- There's not much to say about acting but this. Never settle back on your heels. Never relax. If you relax, the audience relaxes. And always mean everything you say.
- All I try to do is to realise the man I'm playing fully, then put as much into my acting as I know how. To do it, I draw upon all that I've ever known, heard, seen or remember.
- My biggest concern is that doing a rough-and-tumble scene I might hurt someone accidentally.
- [in the early 1960s] In this business you need enthusiasm. I don't have enthusiasm for acting anymore. Acting is not the beginning and end of everything.
- They need you. Without you, they have an empty screen. So, when you get on there, just do what you think is right and stick with it.
- Where I come from, if there's a buck to be made, you don't ask questions, you go ahead and make it.
- With me, a career was the simple matter of putting groceries on the table.
- Once a song and dance man, always a song and dance man. Those few words tell as much about me professionally as there is to tell.
- I hate the word "superstar". I have never been able to think in those terms. They are overstatements. You don't hear them speak of [William Shakespeare] as a superpoet. You don't hear them call Michelangelo a superpainter. They only apply the word to this mundane market.
- You know, the period of World War I and the Roaring Twenties were really just about the same as today. You worked, and you made a living if you could, and you tried to make the best of things. For an actor or a dancer, it was no different then than today. It was a struggle.
- My father was totally Irish, and so I went to Ireland once. I found it to be very much like New York, for it was a beautiful country, and both the women and men were good-looking.
- [about his most famous misquoted line] I never actually said, "Nnng-you dirty ra-at!" What I actually said was [imitating Cary Grant] "Judy! Judy! Judy!"
- Learn your lines, find your mark, look 'em in the eye and tell 'em the truth.
- [about The Public Enemy (1931)] What not many people know is that right up to two days before shooting started, I was going to play the good guy, the pal. Edward Woods played it in the end.
- Learn your lines ... plant your feet ... look the other actor in the eye ... say the words ... mean them.

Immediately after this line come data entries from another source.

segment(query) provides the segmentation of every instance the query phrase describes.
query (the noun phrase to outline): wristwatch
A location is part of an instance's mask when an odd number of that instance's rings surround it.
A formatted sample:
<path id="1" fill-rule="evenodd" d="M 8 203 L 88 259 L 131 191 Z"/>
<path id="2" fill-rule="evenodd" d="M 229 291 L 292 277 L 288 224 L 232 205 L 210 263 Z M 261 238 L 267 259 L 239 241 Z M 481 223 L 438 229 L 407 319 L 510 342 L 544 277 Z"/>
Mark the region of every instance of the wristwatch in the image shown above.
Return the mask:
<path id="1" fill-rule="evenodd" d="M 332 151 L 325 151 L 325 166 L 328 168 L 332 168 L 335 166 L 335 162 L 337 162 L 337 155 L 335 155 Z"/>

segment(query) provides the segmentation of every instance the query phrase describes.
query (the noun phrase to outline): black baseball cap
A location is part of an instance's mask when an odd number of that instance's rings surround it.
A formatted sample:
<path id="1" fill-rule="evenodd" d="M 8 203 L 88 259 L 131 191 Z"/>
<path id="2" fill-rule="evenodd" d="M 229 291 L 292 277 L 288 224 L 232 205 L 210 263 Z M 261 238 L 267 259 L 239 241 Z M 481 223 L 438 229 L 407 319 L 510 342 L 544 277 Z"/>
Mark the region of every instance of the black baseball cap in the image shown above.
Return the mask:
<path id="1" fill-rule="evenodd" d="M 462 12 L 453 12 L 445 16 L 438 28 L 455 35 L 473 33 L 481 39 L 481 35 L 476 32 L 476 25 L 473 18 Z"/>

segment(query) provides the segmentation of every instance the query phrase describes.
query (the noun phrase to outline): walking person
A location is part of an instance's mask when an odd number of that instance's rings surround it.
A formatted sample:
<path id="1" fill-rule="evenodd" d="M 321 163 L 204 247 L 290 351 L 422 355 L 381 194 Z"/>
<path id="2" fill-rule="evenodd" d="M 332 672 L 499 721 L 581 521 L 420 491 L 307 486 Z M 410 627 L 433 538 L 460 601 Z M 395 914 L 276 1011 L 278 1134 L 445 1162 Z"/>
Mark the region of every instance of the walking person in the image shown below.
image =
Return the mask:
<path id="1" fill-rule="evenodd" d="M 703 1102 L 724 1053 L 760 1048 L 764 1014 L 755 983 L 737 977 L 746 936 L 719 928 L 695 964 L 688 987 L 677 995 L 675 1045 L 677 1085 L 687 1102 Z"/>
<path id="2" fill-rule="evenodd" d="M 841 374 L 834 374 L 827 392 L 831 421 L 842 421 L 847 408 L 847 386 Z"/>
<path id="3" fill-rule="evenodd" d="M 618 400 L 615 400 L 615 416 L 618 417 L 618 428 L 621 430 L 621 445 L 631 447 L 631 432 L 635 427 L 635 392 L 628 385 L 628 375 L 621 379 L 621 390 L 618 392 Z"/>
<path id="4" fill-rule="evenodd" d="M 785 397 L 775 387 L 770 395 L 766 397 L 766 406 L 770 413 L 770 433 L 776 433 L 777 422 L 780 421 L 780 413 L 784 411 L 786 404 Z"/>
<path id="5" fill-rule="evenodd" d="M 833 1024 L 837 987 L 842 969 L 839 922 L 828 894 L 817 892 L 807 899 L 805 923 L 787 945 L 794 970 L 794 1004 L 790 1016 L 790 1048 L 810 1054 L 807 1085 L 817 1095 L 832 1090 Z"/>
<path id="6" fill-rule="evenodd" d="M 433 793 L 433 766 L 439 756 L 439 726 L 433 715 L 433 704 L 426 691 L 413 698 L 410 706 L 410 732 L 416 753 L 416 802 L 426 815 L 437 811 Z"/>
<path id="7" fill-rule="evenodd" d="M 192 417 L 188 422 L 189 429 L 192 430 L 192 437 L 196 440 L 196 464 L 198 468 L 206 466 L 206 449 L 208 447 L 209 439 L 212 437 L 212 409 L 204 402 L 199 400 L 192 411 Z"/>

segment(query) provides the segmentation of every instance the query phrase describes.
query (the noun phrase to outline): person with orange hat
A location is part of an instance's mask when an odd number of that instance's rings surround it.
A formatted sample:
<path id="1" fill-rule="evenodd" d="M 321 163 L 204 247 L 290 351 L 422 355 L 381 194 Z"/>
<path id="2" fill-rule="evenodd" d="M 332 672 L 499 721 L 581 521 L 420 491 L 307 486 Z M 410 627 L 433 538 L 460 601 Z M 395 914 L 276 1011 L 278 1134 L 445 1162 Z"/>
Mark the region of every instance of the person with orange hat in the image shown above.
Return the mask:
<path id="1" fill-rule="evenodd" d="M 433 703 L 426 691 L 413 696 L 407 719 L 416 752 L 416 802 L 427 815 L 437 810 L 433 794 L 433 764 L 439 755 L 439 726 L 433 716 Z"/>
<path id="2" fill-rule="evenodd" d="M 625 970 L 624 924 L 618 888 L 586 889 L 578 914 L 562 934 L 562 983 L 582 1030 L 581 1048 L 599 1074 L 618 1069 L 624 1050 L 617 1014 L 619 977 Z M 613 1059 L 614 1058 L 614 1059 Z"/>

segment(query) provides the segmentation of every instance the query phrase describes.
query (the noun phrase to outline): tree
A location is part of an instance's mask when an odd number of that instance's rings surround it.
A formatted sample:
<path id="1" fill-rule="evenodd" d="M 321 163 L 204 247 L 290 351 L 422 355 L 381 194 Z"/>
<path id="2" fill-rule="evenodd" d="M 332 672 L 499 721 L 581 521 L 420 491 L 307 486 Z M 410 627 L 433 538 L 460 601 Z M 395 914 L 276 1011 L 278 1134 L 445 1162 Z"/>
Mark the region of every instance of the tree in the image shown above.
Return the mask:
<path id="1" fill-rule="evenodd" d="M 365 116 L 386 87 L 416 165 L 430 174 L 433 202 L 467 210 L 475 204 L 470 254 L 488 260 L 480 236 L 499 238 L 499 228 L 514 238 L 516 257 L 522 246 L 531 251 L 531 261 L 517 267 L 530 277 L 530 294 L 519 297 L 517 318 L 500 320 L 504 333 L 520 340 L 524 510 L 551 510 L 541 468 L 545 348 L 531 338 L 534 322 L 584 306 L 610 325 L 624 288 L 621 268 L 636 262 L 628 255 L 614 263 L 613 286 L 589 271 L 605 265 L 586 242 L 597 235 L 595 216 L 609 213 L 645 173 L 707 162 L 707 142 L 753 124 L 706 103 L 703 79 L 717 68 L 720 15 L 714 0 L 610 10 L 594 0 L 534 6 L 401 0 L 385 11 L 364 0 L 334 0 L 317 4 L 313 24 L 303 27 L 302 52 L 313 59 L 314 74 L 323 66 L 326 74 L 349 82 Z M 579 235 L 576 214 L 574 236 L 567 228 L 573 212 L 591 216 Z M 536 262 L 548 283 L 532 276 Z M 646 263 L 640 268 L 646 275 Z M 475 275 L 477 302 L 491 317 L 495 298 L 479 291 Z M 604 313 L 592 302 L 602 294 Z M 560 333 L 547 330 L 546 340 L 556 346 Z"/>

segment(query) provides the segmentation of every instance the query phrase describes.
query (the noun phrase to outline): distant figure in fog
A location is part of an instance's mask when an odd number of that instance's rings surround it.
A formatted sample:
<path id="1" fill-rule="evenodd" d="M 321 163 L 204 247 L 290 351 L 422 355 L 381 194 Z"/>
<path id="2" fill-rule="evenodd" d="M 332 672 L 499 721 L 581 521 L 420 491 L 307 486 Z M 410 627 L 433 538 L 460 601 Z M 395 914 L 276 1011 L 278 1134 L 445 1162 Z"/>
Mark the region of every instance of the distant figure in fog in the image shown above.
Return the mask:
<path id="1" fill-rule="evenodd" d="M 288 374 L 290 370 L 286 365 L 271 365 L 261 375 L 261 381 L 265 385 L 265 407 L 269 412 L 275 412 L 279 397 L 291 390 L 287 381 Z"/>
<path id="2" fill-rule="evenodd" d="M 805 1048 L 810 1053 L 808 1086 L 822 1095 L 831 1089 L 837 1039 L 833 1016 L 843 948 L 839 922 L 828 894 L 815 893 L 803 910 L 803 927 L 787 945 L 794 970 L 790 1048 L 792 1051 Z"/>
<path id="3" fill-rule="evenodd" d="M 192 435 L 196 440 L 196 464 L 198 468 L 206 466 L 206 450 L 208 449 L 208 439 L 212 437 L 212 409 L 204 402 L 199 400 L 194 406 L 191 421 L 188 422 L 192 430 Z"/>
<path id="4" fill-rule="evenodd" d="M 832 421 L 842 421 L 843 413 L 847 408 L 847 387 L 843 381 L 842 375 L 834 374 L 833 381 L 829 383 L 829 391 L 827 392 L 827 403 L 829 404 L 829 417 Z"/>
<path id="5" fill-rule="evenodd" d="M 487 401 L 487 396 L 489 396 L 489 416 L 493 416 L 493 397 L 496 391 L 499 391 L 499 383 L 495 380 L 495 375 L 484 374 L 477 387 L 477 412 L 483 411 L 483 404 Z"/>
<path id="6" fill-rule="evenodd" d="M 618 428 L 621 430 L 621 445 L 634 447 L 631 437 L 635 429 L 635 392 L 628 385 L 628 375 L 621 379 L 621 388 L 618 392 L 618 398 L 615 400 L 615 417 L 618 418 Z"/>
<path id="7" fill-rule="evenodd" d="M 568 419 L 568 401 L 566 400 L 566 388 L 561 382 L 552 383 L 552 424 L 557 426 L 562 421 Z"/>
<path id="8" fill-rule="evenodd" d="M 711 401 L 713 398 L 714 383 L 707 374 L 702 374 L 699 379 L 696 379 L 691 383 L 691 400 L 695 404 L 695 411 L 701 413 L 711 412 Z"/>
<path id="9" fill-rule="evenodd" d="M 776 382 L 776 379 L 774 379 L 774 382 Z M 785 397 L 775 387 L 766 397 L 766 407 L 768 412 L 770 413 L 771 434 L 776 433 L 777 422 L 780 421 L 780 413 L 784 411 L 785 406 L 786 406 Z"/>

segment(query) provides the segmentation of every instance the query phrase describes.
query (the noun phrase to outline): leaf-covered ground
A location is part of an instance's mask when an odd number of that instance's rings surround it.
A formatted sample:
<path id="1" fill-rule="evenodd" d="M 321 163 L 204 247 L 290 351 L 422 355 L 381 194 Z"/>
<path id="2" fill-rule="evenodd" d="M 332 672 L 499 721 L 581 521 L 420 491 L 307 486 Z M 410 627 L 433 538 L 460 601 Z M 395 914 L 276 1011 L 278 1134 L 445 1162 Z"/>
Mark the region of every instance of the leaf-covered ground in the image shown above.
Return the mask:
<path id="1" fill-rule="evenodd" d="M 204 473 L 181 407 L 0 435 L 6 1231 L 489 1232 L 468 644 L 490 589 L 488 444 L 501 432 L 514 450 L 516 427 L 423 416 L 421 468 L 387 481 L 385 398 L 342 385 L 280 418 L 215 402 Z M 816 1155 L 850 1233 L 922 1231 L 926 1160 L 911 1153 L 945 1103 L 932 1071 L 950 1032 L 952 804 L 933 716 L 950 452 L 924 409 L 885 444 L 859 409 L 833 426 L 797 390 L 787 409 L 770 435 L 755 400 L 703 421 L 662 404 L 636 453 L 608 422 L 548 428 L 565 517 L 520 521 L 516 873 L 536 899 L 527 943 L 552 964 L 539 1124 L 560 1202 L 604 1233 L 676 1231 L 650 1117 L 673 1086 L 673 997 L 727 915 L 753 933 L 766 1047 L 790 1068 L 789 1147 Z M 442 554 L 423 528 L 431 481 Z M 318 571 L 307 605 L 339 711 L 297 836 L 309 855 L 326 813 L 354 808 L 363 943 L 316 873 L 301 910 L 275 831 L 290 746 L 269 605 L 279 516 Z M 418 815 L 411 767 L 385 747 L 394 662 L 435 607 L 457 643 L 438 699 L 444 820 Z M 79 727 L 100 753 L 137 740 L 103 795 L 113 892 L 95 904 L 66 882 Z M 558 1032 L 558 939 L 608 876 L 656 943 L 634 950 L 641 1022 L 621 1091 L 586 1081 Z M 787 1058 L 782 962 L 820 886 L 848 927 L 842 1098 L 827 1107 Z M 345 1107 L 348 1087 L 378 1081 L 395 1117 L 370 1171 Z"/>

- The lovers of hate, born in fear - Find no release from tension - They spend their lives in a permanent state - Of miserable apprehension.
- When I was younger, if someone had told me I had only two years to live, I'd have gone to an island that was really country--and just rocked it out by myself. But if someone told me the same thing today, I believe I'd probably travel--just to get away from all the noise and nonsense we are surrounded with.
- The things the world most needs are simplicity, honesty and decency--and you find them more often in the country than in the city. My feeling for the country goes beyond sense. I don't like to be in the cities at all. I like to be where animals are--and thing growing.
- [Telegram sent to House Ways and Means Committee regarding No Runways on Vacation Isle - 1969] For more than 30 years I have watched Martha's Vineyard go downhill as a place of natural wonder and peaceful haven. Now they are talking of runways for jets. Is there to be no end to the destruction of all that is natural and worthwhile? Please give it some thought.
- [in 1931] I'm sick of guns and beating up women. Movies should be entertaining, not bloodbaths.
- I still think of myself essentially as a vaudevillian, as a song and dance man. The vaudevillians I knew by and large were marvelous people. Ninety percent of them had no schooling, but they had a vivid something or other about them that absolutely riveted an audience's attention. Those vaudevillians knew something that ultimately I came to understand and believe - that audiences are the ones who determine material. They buy the tickets.
- [on his Hollywood arrival] I came out here on a three week guarantee, and I stayed, to my absolute amazement, for thirty-one years.
- The thing is to try to give the audience something to take away with them. That's what I always wanted to do.
- I'm easy to imitate, but you never saw anyone imitate Spence Tracy. You can't mimic reserve and control very well.
- [on James Dean] What he does with his little side grins and eye crinkles is to say to the viewer, 'Look at me. Aren't I cute?' The problem is, the boy *is* cute, which somehow makes it worse. Obvious vanity in an actor's playing is pure hambone, however you slice it or disguise it. It means you aren't thinking of the role. It's self-congratulation - which is absolutely the worst thing an actor can do.